R3MF - Wednesday, April 30, 2014 - linkUbuntu tablet please...
purerice - Wednesday, April 30, 2014 - linkWould one way to test the "non-turbo" performance be to loop some test 100 times and see the performance decrease over time? Considering the turbo would decrease as the CPU/APU heats up we could see the performance difference and also how long you really get "turbo" turned on for.
azazel1024 - Thursday, May 1, 2014 - linkI am impressed, but I am curious as to both why Bay Trail beats it in the PCMark testing by a fair margin, but not in individual CPU benchmarks. If that is thermal limits...well, I will say that a lot of tablet workloads are very short term. Windows tablet workloads (at least mine)...not so much.
Enough of what I do would likely hit those thermal constraints and at least in my testing, my T100 doesn't clock down even under very prolonged workloads, like 15+ minutes of converting RAW to JPEG images. Or long gaming, like an hour or two of KSP.
That and I have concerns about that idle and low power use.
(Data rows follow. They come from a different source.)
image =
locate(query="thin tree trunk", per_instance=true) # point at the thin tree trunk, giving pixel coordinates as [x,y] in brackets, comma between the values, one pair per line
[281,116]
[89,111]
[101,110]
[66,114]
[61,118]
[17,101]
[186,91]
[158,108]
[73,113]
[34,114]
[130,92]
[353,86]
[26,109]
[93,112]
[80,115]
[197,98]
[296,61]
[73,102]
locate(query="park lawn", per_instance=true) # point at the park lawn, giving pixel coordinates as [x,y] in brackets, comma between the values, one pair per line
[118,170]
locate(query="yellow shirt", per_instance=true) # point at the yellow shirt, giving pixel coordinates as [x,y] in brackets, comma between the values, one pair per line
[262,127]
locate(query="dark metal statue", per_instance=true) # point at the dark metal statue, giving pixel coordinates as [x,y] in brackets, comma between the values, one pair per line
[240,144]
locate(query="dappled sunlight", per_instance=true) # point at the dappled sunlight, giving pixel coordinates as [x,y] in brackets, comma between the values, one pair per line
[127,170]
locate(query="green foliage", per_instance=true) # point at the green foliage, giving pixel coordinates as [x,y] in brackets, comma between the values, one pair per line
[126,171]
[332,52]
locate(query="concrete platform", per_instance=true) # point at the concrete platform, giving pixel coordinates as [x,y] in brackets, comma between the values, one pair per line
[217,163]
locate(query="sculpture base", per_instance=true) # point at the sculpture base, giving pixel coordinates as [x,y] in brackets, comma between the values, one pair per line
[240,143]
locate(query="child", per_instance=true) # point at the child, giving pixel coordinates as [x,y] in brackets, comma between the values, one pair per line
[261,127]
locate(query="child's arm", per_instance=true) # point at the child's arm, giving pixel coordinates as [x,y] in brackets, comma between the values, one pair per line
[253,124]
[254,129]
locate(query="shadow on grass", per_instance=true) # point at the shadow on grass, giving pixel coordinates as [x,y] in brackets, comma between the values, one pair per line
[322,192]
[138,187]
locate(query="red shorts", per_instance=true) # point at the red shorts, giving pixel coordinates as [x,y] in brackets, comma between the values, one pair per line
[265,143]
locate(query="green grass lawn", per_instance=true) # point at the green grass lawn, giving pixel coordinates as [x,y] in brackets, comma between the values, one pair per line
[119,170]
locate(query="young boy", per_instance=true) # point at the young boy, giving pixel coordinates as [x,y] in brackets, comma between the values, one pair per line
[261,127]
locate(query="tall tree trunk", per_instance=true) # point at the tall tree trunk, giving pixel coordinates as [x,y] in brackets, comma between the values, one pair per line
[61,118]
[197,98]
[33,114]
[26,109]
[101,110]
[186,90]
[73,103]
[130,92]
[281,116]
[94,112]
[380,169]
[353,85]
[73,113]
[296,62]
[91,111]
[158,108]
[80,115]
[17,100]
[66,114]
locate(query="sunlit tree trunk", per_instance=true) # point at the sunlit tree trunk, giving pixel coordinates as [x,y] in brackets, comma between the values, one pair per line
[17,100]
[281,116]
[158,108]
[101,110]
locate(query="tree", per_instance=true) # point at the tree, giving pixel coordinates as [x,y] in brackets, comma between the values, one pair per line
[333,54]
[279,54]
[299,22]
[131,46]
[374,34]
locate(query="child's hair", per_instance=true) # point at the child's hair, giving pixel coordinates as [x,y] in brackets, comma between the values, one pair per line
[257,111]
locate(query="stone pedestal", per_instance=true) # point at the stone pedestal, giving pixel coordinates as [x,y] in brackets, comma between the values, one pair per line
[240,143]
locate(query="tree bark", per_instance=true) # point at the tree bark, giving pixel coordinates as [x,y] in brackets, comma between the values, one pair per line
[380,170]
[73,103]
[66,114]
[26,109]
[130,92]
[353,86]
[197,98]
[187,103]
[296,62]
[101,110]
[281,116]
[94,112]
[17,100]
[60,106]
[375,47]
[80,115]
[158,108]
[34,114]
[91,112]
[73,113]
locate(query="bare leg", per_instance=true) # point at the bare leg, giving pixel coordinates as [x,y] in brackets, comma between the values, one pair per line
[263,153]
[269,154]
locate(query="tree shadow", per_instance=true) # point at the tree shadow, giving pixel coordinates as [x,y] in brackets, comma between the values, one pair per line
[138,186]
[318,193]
Seems to be pretty good under higher load and performance seems to be there (with caveat/concern)...but idle and low power could be an issue. According to those AMD specs, the APU itself is using darn near 2w of power streaming 1080p. Based on my math, my T100 TOTAL uses around 2.4w of power when streaming 1080p (around 13hrs of run time, 31whr battery). I assume that the display, wifi, signal processor, memory, etc, etc are consuming more than .6w of power.
Having a much bigger battery or much shorter run time could be a big sticking point for a lot of tablet users (I know I'd have an issue if my 6-7hrs gaming/10hrs normal use/13hrs video turned in to more like 3hrs gaming/6hrs normal use/8hrs video.
FITCamaro - Wednesday, May 7, 2014 - linkMy next tablet will likely be a Windows 8.1 tablet. I'd love the high end AMD CPU tested here even if it doesn't do as well on power as Baytrail but bests it in GPU performance. Would be nice to be able to do better light mobile gaming.